自转陆路后,一路向西北行进,沿途风光也越发地雄奇。无垠的草原,荒芜的戈壁,孤泉冷月,琵琶羌笛,的确是令靳徽见识到了世间另一番天地。虽一路行程颇为辛苦,但好在有药镇着,靳徽尽管体虚易疲,病情好歹不好不坏的挨着没有加重,也算是让随行照顾的小乙松了一口气。
待出了玉门关,到了关外第一座小镇闲凉时,两人赶路的脚步终于停下。小乙将马车赶到镇子里唯一一家客栈前,吩咐好伙计照看马匹的事宜,这才对车里的靳徽说:“先生,仲五哥说的大夫,就住在这个镇上。我们先回客栈安顿一下,明日再去找他可好?”
靳徽拨开车帘走下来,只见路边行人来往颇为热闹,穿衣打扮也是西域中原交相混杂,耳边是当地小贩带点口音的吆喝叫卖声,民风淳朴,不由得让人露出笑容来。
“好。”靳徽笑着答道。
第二天,小乙和靳徽起了个大早,吃过饭打理停当就出了门。
“先生,按仲五哥说的地方,就是这一家了。”两人走了好长一段路,边走边问人,终于是找到了镇子边上的一家小院。小院看起来平淡无奇,跟周围的民居没有任何不同。

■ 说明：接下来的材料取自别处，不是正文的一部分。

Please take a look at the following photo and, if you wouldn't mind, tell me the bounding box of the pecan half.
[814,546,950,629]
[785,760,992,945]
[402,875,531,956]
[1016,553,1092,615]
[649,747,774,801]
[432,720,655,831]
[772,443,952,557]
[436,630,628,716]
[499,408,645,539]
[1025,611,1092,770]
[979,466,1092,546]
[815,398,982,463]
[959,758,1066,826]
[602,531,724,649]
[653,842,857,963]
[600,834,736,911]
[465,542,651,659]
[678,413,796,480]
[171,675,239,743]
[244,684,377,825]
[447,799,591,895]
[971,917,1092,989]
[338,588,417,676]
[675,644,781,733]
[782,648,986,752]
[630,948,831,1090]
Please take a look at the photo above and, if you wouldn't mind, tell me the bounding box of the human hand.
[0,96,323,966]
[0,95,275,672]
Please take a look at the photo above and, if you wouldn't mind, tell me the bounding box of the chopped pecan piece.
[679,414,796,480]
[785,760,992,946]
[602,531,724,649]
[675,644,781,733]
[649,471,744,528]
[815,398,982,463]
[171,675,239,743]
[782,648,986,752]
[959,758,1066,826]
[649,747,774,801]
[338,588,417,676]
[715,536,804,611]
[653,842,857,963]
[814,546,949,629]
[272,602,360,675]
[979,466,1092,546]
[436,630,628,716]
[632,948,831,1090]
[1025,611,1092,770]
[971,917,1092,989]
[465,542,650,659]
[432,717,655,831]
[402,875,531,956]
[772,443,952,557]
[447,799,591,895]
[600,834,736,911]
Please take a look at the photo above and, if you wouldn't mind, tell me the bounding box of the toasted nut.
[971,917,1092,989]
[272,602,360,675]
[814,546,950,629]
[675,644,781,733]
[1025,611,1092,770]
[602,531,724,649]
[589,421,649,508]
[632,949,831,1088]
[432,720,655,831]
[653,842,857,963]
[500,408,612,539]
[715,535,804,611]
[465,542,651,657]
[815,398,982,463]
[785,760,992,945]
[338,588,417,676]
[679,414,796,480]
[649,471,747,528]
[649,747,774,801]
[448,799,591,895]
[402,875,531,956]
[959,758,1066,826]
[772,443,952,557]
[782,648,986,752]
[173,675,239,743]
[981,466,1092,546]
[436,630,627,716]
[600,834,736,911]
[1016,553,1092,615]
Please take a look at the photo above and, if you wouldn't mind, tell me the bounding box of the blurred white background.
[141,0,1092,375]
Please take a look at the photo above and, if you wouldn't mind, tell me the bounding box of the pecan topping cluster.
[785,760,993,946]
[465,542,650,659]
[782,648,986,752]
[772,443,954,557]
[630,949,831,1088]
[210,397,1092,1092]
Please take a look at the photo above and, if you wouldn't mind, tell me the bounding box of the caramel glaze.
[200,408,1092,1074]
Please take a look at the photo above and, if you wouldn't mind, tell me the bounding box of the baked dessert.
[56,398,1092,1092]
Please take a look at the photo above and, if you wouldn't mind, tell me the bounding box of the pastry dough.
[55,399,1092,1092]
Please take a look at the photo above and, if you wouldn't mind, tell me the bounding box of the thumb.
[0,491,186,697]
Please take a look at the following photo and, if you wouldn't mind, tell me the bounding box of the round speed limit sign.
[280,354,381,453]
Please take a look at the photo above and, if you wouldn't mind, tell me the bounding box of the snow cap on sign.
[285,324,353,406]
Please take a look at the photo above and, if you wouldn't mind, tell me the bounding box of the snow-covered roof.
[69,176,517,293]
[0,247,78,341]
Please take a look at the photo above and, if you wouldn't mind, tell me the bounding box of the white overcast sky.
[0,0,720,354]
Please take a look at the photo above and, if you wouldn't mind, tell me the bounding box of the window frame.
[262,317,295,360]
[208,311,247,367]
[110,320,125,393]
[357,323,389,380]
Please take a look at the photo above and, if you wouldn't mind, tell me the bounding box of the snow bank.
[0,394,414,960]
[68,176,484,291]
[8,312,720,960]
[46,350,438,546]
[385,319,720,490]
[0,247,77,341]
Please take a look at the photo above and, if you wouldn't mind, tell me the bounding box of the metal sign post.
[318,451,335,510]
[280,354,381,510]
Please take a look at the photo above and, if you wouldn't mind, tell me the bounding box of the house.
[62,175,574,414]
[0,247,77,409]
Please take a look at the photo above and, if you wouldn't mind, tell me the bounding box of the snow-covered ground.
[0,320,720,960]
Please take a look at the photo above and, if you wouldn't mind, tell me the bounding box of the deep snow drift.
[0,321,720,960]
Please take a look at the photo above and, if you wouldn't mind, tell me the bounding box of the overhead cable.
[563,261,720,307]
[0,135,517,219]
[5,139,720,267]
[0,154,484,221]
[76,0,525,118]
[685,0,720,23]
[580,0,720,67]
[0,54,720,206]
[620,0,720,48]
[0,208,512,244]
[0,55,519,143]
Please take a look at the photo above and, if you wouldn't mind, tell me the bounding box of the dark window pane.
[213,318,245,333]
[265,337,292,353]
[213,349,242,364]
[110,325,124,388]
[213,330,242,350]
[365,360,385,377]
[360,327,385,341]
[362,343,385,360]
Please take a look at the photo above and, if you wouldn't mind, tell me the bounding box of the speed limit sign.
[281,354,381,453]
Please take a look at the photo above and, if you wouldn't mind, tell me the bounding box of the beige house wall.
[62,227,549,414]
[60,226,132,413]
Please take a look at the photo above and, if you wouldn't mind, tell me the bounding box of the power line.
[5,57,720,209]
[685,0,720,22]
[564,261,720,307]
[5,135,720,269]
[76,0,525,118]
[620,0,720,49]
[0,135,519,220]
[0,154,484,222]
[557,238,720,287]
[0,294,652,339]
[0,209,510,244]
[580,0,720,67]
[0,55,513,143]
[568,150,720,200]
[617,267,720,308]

靳徽上前敲敲门,很快门便开了。应门的是个小童模样的少年,看上去跟小乙一般年纪,也就十五六岁的模样,打量两人几眼,便道:“两位不是镇上的人吧,有什么事吗?”
小乙作揖微笑道:“烦请通报下,我们是来找方先生求医的。”
俗话说伸手不打笑脸人,偏偏这小童傲慢的很,瞥了一眼两人,不耐道:“先生不随便给镇外面来的人看病。”
“为什么?”小乙顿时气不打一处来。
“不为什么,二位请回吧。”小童转身就要关上门。
“你……喂!”小乙一把攀住门框,上前揪住了小童的衣领。
忽然门内传出箫声来,箫声清雅幽然,宛若惊鸿,塞外蛮夷之地听来惊艳非常。后曲调转高亢却又不失婉转,隐隐见青鸟啼魂,凌云戛玉之象,高潮部分过后,又渐趋悠扬,余音袅袅。佳乐入耳,令人不觉魂飞。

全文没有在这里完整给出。